Tips of the pipette tips were cut before handling the GUVs to avoid GUV rupturing due to the shear stress. GUVs and GPMVs were labeled by adding the lipid analogues as well as Cell Mask and rhodamine PE to a final concentration of 10–50 ng/ml. For HDL labeling, 100 μl of vesicle suspension were incubated in 100 ng/ml of HDL (gift from Prof. Herbert Stangl) for 30 min. Labeled GUVs were placed in the wells of BSA-coated 8-well glass bottom Ibidi chambers that were filled with 250 μl of PBS.

For the cell labeling, the cells were seeded on 25-mm diameter round coverslips (number 1.5) in a 6-well-plate 2–3 days before the measurements. The fluorescent lipid analogues were first dissolved in DMSO or ethanol with a final concentration of 1 mg/ml. Before the labeling, the cells seeded on glass slides were washed twice with L15 medium to remove the full medium. Please note that serum in the media decreases the labeling efficiency, thus it is crucial to wash out all the media from the cells. Later the fluorescent analogues were mixed with L15 medium with 1:1000 ratio (final concentration of 1 μg/ml). The cells were incubated with this suspension for 5–10 min at room temperature. After that, the cells were washed with L15 twice followed by imaging in the same medium. Then, confocal microscopy was performed as described below. Labeling cells with fluorescent analogues should be optimized for every cell line by changing the concentration, labeling time, and labeling temperature. For nucleus labeling, NucBlue live nucleus staining was done. One drop of NucBlue was added in 1 ml of medium and the cells were incubated in this solution for 15 min.

Zebrafish embryos (24 hpf) were incubated in E3 buffer (4.5 mm NaCl, 0.18 mm KCl, 0.33 mm CaCl2·2H2O, 0.4 mm MgCl2·6H2O in water) for 24 h and dechorionated manually using forceps. Later, they were mixed with lipid analogues (final concentration of 0.5 μg/ml) for 1 h at 28 °C followed by another 1 h of a gentle nutation at room temperature. The embryos were transferred to a 10-cm Petri dish filled with fresh E3 solution for washing. Later, the embryos were washed twice with E3 medium and transferred to the Ibidi chambers filled with 250 μl of E3 buffer for imaging.

Confocal microscopy

GUVs were imaged in PBS, GPMVs were imaged in GPMV buffer, cells were imaged in L15 medium, and embryos were imaged in E3 buffer. All imaging was done at room temperature (21–23 °C) to avoid analogue internalization (see Fig. S4 for expected internalization). All imaging was done on glass slides with thickness of 0.17 mm. Samples were imaged with a Zeiss LSM 780 (or 880) confocal microscope in BSA-coated (1 mg/ml for 1 h) 8-well Ibidi glass chambers (number 1.5). TF-labeled analogues were excited with 488 nm and emission was collected between 505 and 550 nm. Abberior Star Red-labeled analogues as well as Cell Mask Deep Red were excited with 633 nm and emission collected with 650–700 nm. NucBlue was excited with 405 nm and emission was collected at 420–470 nm. Multi-track mode was used to avoid cross-talk.

FCS

FCS on the GUVs and GPMVs were carried out using Zeiss LSM 780 (or 880) microscope, 40× water immersion objective (numerical aperture 1.2) as described before (48). Briefly, before the measurement, the shape and size of the focal spot was calibrated using Alexa 488 and Alexa 647 dyes in water in an 8-well glass bottom (number 1.5) chamber. This optical setup yielded full-width at half-maximum of 250 nm and 0.06–0.07 μm2 observation area in lateral dimension. Because the membrane diffusion is restricted to two dimensions, the size of the lateral dimensions were used to calculate the diffusion coefficients.

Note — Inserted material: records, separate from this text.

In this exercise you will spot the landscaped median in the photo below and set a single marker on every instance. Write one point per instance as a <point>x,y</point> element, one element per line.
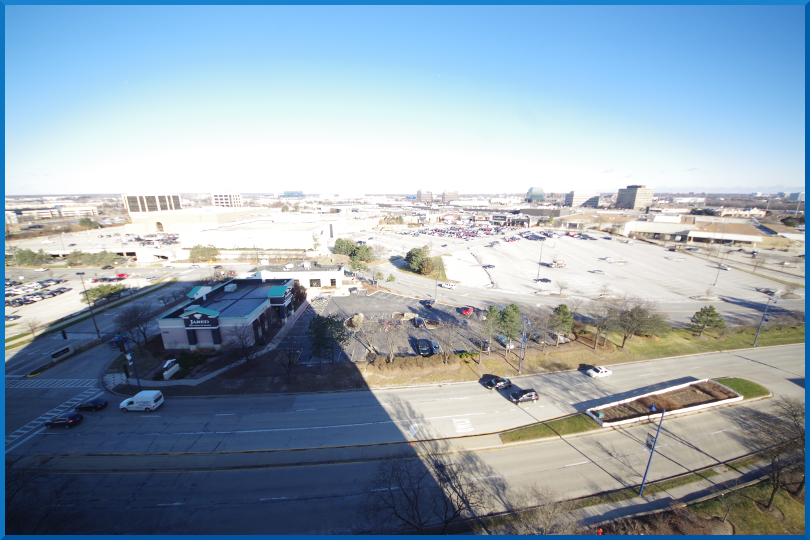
<point>582,423</point>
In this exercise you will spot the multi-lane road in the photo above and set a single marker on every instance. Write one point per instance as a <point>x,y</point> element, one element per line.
<point>203,465</point>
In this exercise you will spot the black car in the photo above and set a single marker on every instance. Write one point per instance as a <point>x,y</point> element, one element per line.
<point>498,383</point>
<point>68,420</point>
<point>524,395</point>
<point>95,404</point>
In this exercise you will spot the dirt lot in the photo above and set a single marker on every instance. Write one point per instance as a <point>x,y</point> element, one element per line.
<point>697,394</point>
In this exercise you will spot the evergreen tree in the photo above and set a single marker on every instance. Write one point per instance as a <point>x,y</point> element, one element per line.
<point>705,319</point>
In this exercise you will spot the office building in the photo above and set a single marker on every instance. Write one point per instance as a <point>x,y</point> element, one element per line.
<point>449,196</point>
<point>582,198</point>
<point>634,197</point>
<point>227,200</point>
<point>536,195</point>
<point>137,204</point>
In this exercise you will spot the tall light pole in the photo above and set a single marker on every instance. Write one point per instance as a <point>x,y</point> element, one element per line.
<point>89,304</point>
<point>762,320</point>
<point>523,343</point>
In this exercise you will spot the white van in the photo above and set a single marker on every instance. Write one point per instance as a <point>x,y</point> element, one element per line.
<point>148,401</point>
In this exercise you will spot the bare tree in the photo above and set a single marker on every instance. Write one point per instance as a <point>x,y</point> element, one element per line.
<point>135,319</point>
<point>781,435</point>
<point>242,343</point>
<point>409,493</point>
<point>548,513</point>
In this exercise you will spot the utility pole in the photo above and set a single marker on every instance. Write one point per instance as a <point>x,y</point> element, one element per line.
<point>523,344</point>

To measure the diffusion on the membrane, GUVs and GPMVs were placed into an 8-well glass bottom (number 1.5) chamber coated with BSA. The laser spot was focused on the top membrane by maximizing the fluorescence intensity. Then, 3–5 curves were obtained for each spot (5 s each). Cell measurements were performed at the basal membrane of the cells. The laser spot was focused on the bottom membrane by maximizing the fluorescence intensity. To avoid the cross-talk from internalized fluorophores, measurements were done at the bottom of the nucleus (Figs. S2 and S4). For zebrafish embryos, similarly the laser focus was placed on the membrane by maximizing the fluorescence signal. 3–5 curves were obtained for each spot (5 s each).

The obtained curves were fit using the freely available FoCuS-point software (68) using 2D and triplet model. Please see exemplary point FCS curves in Fig. S5 and their fits in Fig. S6.

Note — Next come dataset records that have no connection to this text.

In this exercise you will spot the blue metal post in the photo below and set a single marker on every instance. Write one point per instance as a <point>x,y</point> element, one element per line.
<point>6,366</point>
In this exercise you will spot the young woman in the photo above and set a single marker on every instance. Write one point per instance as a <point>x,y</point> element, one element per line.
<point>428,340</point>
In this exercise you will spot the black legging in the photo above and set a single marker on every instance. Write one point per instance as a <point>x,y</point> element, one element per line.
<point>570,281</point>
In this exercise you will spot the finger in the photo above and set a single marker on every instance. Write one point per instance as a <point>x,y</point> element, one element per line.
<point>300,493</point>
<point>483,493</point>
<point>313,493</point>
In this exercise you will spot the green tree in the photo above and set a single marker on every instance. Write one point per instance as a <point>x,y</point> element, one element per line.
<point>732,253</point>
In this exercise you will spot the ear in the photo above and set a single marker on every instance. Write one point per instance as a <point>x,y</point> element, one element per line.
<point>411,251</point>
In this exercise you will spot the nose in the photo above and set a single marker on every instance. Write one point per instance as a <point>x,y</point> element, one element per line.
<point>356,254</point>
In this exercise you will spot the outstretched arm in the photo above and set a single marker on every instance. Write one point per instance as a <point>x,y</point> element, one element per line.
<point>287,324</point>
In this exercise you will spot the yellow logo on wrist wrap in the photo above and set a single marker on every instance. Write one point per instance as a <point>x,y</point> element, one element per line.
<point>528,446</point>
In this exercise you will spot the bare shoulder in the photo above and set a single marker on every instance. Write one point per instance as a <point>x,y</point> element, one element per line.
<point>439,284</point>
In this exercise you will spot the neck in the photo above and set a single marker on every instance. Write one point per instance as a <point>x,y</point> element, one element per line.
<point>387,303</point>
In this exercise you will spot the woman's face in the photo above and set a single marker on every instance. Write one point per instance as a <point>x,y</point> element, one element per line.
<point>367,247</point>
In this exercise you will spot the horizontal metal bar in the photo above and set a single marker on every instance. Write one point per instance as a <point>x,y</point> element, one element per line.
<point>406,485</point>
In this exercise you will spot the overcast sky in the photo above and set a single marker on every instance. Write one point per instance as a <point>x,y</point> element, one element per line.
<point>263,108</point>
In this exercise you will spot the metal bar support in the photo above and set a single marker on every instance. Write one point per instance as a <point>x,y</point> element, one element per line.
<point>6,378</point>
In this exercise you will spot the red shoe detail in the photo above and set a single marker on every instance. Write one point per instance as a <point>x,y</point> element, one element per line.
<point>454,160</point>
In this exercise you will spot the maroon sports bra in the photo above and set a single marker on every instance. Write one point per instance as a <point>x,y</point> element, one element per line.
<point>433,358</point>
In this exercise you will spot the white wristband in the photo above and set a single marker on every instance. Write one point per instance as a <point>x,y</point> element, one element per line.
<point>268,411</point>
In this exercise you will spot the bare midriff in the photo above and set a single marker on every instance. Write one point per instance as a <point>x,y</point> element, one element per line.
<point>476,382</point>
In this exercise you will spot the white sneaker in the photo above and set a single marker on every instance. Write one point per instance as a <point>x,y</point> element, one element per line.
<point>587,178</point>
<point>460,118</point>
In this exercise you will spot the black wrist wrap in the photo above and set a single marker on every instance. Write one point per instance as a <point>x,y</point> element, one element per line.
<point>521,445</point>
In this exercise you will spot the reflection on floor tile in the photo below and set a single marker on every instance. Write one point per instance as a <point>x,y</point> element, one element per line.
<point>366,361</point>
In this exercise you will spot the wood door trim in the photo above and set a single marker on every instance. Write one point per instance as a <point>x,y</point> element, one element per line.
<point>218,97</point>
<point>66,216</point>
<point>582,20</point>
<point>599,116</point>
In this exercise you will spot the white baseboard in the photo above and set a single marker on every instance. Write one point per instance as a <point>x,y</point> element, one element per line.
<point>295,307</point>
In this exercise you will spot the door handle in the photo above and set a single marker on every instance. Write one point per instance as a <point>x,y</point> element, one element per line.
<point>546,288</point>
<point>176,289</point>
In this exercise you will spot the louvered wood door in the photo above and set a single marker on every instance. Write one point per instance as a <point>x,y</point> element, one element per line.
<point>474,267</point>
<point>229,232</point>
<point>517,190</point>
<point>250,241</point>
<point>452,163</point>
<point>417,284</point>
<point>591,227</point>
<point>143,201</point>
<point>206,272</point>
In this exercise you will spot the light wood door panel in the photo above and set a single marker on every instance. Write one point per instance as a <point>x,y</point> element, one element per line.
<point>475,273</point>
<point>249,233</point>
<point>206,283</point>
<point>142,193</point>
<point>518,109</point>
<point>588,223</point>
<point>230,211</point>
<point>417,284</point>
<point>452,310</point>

All scanning FCS experiments were performed on the Zeiss LSM 780 using the 40× 1.2 NA FCS water objective as described previously (43). TF fluorescence was excited using the 488 Argon laser passing through a 488/594/633 MBS and fluorescence was detected using the hybrid GaAsP detector (photon counting mode) in the 500- to 600-nm range. All sFCS measurements were obtained as line scans with a length of 5.2 μm (52 pixels with a pixel size of 100 nm) at the bottom membrane of live CHO cells right below the nucleus. Maximum scanning frequency (2081 Hz) was used and data were acquired for 50 s. The scans were correlated with the FoCuS-scan software (69, 70). For all data sets the first 10 s were cropped off to remove initial bleaching and an 18-s photobleaching correction by local averaging applied. The correlation curves were fitted including 10 times bootstrapping with a 2D one-component model (no anomalous subdiffusion, no triplet etc.) and the resulting fitting parameters (transit time, counts per molecule) were exported for further analysis. Please see exemplary scanning FCS curves in Fig. S5.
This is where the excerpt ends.